Petrolio, con virus e guerra dei prezzi il peggior collasso dal 1991
Un capitombolo che è arrivato a toccare il meno 30% e che ha avuto ricadute sia dirette su tutti i titoli dei giganti petroliferi, spesso rilevanti sugli indici azionari delle Borse

MILANO - E' stato un collasso di portata storica del petrolio, quello che ha segnato la riapertura dei mercati in questo drammatico avvio di settimana. Un capitombolo che è arrivato a toccare il meno 30% e che ha avuto ricadute sia dirette su tutti i titoli dei giganti petroliferi, spesso rilevanti sugli indici azionari delle Borse, sia indirette esacerbando un già elevato allarmismo per la diffusione del coronavirus e le sue ricadute sull'economia. Ha così contribuito non poco a riscatenare vendite da panico generalizzate.
Alla base del collasso dell'oro nero, la deriva cui si è assistito dopo venerdì scorso tra i grandi produttori a seguito del vertice allargato dell'Opec Plus.
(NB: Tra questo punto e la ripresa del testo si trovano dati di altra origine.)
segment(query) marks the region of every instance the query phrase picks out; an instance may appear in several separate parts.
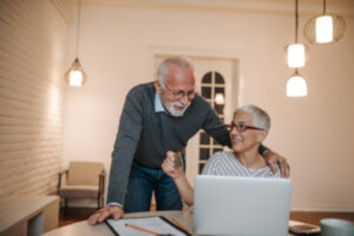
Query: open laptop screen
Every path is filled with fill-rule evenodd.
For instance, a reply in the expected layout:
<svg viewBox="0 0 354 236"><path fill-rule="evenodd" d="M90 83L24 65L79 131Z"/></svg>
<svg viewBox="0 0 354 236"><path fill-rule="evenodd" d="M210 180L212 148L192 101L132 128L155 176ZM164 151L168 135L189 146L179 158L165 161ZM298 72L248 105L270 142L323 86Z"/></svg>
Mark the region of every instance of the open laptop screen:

Il fallimento di concordare una linea di risposta al coronavirus con nuovi tagli, chiesti dall'Opec e su cui spingeva il primo produttore globale, l'Arabia Saudita, e respinti dal primo degli esportatori non allineati, la Russia, è ulteriormente degenerato nelle ore e giorni successivi.
«Guerra dei prezzi»
Il non accordo su nuovi tagli, infatti, innanzitutto comporta anche non aver concordato di proseguire quelli già in essere. E quindi, teoricamente, da fine marzo porte aperte a qualunque aumento produttivo. In più, secondo concordanti indiscrezioni di stampa, l'Arabia Saudita per ripicca starebbe già offrendo sconti consistenti sul suo greggio, in modo da mettere sotto pressione la Russia. L'effetto concomitante di meno domanda, più produzione e sconti ha avuto un esito drastico sulle quotazioni.
Sulle prime i prezzi de barile hanno segnato cadute dell'ordine del 30%, con precedenti unicamente nella prima guerra del Golfo, risalente al 1991. Ma secondo alcuni esperti al momento c'è addirittura la peggiore combinazione ribassista sui prezzi dalla grande depressione degli anni '30 del secolo scorso. Il barile di Brent, il greggio di riferimento del mare del Nord, che la scorsa settimana si scambiava ampiamente sopra i 50 dollari è caduto fino ad appena 31 dollari. Successivamente riduce solo in parte del perdite ad un meno 18% a 37,08 dollari. Il West Texas Intermediate, che era crollato a 27,34 dollari, si attesta al meno 19% a quota 33,30 dollari.
Il peggio deve ancora arrivare
L'oro nero può essere stato catalizzatore di questo lunedì nero delle Borse, ma in realtà è il quadro di fondo che ha portato allo stesso crollo de petrolio il vero motivo di allarme. Le valutazioni degli analisti non fanno che peggiorare. Secondo Joachim Fels, del gigante dell'asset management Pimco citato dal Financial Times, ora l'ipotesi di una recessione di Stati Uniti e eurozona è tutt'altro che remota, mentre è quasi certa sul Giappone. «E il peggio deve ancora arrivare», avverte.